I think the paper need improvement on the writing, here are a few examples:
- Long sequences in the paper are not easy to follow. For example, line 13-17 in the abstract;
- Fix the citation in line 62-64, and line 256.
- Figure 3, it is not clear what is the difference between 3 plots on the same row. I think caption should be added to emphasize that.
- As mentioned above, section 3.3 should be expanded to include more details, e.g., what metrics are used? How should we interpret the results?

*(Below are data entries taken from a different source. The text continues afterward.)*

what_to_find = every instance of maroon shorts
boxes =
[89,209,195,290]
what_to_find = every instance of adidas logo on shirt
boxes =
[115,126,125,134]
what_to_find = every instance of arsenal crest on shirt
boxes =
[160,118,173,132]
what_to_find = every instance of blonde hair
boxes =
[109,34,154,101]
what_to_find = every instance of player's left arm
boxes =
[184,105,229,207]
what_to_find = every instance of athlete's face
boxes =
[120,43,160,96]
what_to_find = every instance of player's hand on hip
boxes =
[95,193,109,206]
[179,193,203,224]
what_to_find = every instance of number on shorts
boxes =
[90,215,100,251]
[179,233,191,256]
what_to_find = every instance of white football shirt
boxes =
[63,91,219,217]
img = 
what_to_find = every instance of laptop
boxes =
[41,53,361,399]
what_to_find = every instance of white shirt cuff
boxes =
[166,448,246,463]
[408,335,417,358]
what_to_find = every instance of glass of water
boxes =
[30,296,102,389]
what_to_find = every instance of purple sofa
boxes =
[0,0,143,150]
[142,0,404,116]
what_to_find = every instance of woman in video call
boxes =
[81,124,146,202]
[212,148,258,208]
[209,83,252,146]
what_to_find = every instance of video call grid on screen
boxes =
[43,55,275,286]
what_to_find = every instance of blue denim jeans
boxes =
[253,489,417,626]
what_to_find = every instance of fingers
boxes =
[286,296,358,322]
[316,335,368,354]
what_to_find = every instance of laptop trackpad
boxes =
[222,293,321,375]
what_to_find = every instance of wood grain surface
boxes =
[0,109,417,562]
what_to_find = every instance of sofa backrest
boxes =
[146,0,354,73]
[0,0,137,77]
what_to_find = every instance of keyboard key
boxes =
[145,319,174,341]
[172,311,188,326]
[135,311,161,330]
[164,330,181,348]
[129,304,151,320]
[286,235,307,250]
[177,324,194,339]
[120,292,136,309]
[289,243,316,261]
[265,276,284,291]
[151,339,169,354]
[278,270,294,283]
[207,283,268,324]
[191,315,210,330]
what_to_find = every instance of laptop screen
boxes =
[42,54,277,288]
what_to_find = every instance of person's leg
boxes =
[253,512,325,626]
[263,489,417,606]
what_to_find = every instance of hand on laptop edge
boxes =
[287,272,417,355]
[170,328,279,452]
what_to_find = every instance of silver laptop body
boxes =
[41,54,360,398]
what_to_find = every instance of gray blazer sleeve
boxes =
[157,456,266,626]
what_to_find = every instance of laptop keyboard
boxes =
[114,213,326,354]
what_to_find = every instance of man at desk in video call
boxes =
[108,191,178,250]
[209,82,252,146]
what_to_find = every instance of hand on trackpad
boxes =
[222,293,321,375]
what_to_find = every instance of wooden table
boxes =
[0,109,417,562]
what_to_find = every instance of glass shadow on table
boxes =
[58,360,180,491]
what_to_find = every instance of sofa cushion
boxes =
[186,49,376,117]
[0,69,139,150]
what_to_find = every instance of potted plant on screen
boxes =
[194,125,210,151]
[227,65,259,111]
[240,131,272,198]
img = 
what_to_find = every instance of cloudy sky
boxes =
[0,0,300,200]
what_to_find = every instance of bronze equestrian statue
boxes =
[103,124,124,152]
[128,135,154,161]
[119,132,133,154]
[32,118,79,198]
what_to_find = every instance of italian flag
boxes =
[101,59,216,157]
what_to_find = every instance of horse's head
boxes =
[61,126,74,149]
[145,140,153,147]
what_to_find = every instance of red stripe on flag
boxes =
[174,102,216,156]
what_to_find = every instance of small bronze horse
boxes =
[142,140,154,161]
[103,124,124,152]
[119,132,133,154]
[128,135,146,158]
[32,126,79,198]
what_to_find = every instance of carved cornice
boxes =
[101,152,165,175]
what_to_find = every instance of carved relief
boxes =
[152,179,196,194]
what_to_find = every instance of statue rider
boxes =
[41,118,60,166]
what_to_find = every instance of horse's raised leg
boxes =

reference: [1] Language Models Don't Always Say What They Think: Unfaithful Explanations in Chain-of-Thought Prompting

问题

What will you do if the next token predicted by different context are evenly distributed (i.e., different)? This means low confidence from the model. How will you handle that?
Why the difficult level 1-4 are defined like that? Any intuition behind it? How do you determine "correct path"? Human? Also, this difficulty level is LLM dependent, are you doing the difficult classification per LLM?

撤稿通知

2024-11-18

I have read and agree with the venue's withdrawal policy on behalf of myself and my co-authors.